Priya smiled and accepted the order. She had Tuesdays off now, and her grandmother was visiting from the village. They could use a good meal and a story about how sometimes the dead just need permission to leave, and the living need permission to let them go.
She climbed the stairs anyway, out of habit and respect. The fourth floor didn't smell like decay anymore. It smelled like fresh paint and possibility, like futures being written instead of pasts being mourned.
The door to 4C was wide open, and inside, Arjun Desai was setting two places at his mother's old dining table.
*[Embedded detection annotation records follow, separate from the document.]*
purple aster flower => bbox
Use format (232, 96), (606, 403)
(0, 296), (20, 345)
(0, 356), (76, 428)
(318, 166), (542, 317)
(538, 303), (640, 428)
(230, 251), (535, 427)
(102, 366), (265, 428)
He looked up when Priya entered, and his smile was sad but real.
"I ordered extra," he said. "Mom always said the best meals were the ones you shared."
"She was right," Priya said, setting down her bag. "She was right about a lot of things."
They ate khichdi as the sun set over Mumbai, two strangers bound by a ghost's last wish and the peculiar magic of Tuesday deliveries. Outside, the city hummed with ten million stories of loss and connection, of technology and tradition, of spirits that lingered and loves that transcended death.
And somewhere, freed from the anchor of unfinished business, Kamala Desai finally found her way home—not to a place, but to a peace she'd been seeking every Tuesday for three months after her heart had stopped but her love hadn't.
The delivery, at last, was complete.